Victimas o victimarios: ¿2 caras del catolicismo?


El miércoles 26 de octubre, fue el turno del Pbro. Dr. Alejandro Mingo, quien explicó que desde el momento en que se comenzó a planificar este IV Seminario Interdisciplinario en Estudios Interreligiosos, había revisado varias veces el título de su ponencia y sus posibles desarrollos en función de aquellas cosas expuestas por quienes lo precedieron.
Y desarrolló la primera parte de su ponencia en función de algunas preguntas tales como: ¿Hasta dónde cala hondo la manifestación del amor universal entre las personas? ¿En qué medida tienen un potencial violento las religiones monoteístas? Tras dar algunas respuestas posibles a estas y otras preguntas, comenzó a explicar que la sociedad actual en su totalidad da claros ejemplos de su potencial violento y por eso la problemática llega incluso al Seminario Mayor de Córdoba.
El Seminario ha desarrollado, una experiencia académica, como espacio de debate y discusión en torno a textos preseleccionados referidos a la violencia social actual. Allí con los estudiantes de los últimos cursos desarrollaron más de 10 sesiones donde se abordó la violencia desde artículos publicados por diferentes autores como Pikaza, Saramago, Beavois; incluyendo “El Espíritu de Asís 1986-2011”.

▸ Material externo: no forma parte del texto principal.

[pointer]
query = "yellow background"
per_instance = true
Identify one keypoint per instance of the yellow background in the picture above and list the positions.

Dado que el 27 de octubre, se desarrolló en Asís el Encuentro Interreligioso por la Paz, el padre Alejandro cerró su ponencia con un profundo análisis del mensaje que leyera Juan Pablo II de 1986, resaltando que dicho mensaje fue dicho en un mundo totalmente diferente porque aún existía el muro de Berlín y el planeta estaba partido en dos ejes socio-políticos opuestos. Además remarcó, como ese mensaje cambió la perspectiva mundial para el diálogo entre los creyentes al tratarlos en el primer párrafo de “amados hermanos y hermanas,… queridos amigos”, tras lo cual reafirma su propia identidad como cristiano y católico, que se dirige a los demás con “amor y respeto”. Subrayaba que la violencia, no tiene nada que ver con ninguna religión, que es una realidad que supera a todos los grupos humanos. Algunos de sus párrafos fueron proféticos ya que anticiparon el pedido de perdón, que luego realizó en el marco del Jubileo Internacional del año 2000. Sobre el final de la ponencia y del mensaje de Asís, Juan Pablo II decía que se había tratado de una “Jornada de plegaria, ayuno y peregrinación”, en ese momento el Imam Ali Badran pidió permiso y comentó que esas palabras habían calado muy hondo en todo el mundo islámico porque este Papa se había mostrado como un gran musulmán, al cumplir con 3 de los 5 pilares de su religión.